Boys will be boys: Engendering the inexcusable

MIKE LITTWIN

April 14, 1993|By MIKE LITTWIN

I've been watching this Spur Posse story with more than a little interest. You've probably heard about it. High school boys in suburban, middle-class L.A. kept score of their sexual conquests -- one point for each girl, whether or not the issue was bTC forced.

The reaction is the scary part. The boys, belonging to a popular crowd who call themselves the Spur Posse, are basically heroes back at old Lakewood High and, as if local fame were insufficient, get interviewed on national TV. Many of the parents defend their sons as red-blooded American boys (as in boys who will be boys).

Meanwhile, the girls who were being counted get labeled "sluts."

Remember sluts? We had one in my high school I'll call Mary Jane. She was a not-very-good-looking, not-very-popular girl who was rumored to have a fondness for the back seat of anybody's car. I remember I couldn't wait to get a car.

That's what's so eerie about this story: the time-warp factor.

How did we suddenly get back to 1965?

In our era of the so-called politically correct, this is a throwback to the days of the double standard when young boys were encouraged to sow their wild oats and young girls -- good girls, anyhow -- were encouraged to keep their knees placed tightly together. Hormones were strictly a male preserve.

I've been watching this story because I have my own story. It's not quite as sordid, but it's sordid enough.

When I went to college in the late '60s, my school was all male. For female companionship, there were a half-dozen or so all-women schools, then called all-girl schools, within a 60-mile radius. If you visited one of these schools, it was known as going down the road.

We went down the road as often as possible.

And in my freshman dorm, somebody came up with the idea of a contest. Hey, you couldn't study all the time. What we decided was that those on one side of the third floor of Bonnycastle would compete with those on the other side -- one point for each night down the road, with each contestant putting at risk a six-pack of beer.

You didn't have to make any conquests. You didn't even have to get a date. Just making it onto a campus got you your point, if not necessarily anything else.

We won, thanks to Jim, who averaged -- yes, averaged -- four nights a week over the entire second semester in pursuit of the opposite sex. This was a guy who never had a date in high school and was determined to make up for lost time. He was also a guy who, on a blind date, would typically ask the woman to pose for him. If she turned around, and he didn't like what he saw, end of date.

Jim was, yes, a pig, even for that era. As I remember it, though, we were all fairly piggish, with some simply more piggish than others.

The thing is, our behavior was encouraged. At this same college, there was an honor code. If you cheated, stole or lied, you were kicked out of school. As simple as that.

In many ways, it was a great system. You could keep your door unlocked. Exams were not proctored (although there was more cheating than anyone wanted to admit). There was a sense on campus that honesty was actually a policy worth pursuing.

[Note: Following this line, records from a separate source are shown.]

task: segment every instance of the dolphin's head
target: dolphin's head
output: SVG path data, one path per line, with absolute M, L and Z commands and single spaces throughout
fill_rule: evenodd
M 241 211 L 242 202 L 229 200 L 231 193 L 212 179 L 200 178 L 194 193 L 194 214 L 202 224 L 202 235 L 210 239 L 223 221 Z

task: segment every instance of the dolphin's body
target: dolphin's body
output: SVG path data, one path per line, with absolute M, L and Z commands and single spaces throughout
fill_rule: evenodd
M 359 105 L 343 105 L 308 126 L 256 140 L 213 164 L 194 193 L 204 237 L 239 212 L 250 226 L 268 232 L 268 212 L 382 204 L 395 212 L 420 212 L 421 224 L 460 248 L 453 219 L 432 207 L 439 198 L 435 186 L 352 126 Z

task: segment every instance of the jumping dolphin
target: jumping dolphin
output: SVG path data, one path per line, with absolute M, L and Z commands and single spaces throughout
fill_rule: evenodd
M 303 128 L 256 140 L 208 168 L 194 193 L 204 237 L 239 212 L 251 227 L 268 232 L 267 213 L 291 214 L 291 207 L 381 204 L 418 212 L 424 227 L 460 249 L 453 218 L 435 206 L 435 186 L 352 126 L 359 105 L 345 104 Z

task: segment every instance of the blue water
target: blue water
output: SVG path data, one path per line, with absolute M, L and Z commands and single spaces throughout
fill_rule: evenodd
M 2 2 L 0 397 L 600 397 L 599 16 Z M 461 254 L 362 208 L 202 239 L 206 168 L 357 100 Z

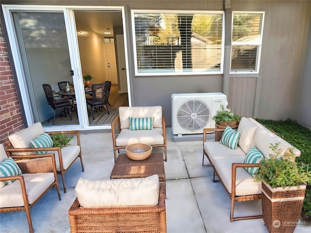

As for lying, well, that's where the system unraveled. As freshmen, we were brought together in dorm-sized groups to discuss the honor code. I don't know how the code was actually worded -- we were college students; you didn't expect us to read -- but I know what we were told. We were told that the lying section did not pertain to, uh, dating.

You could call any girl beautiful if you wanted. You could say you would respect her in the morning. You could ply her with liquor. You could do whatever you wanted, and it would be met with a wink.

The typical male behavior was captured perfectly in the movie "Animal House" when Otter got himself a date by pretending to be the fiance of Fawn Leibowitz, who, he knew, had just died in a kiln explosion. Fawn's sympathetic roommate said she would go out with Otter, who then, through tears, popped one of the most famous questions in cinematic history: "And could you get three dates for my friends?"

That was then. This is now. Now, men are supposed to have learned to respect women and to recognize that there is more to life than the demands made by their hormones.

That's what they say, anyway. I wonder: Is anybody keeping score?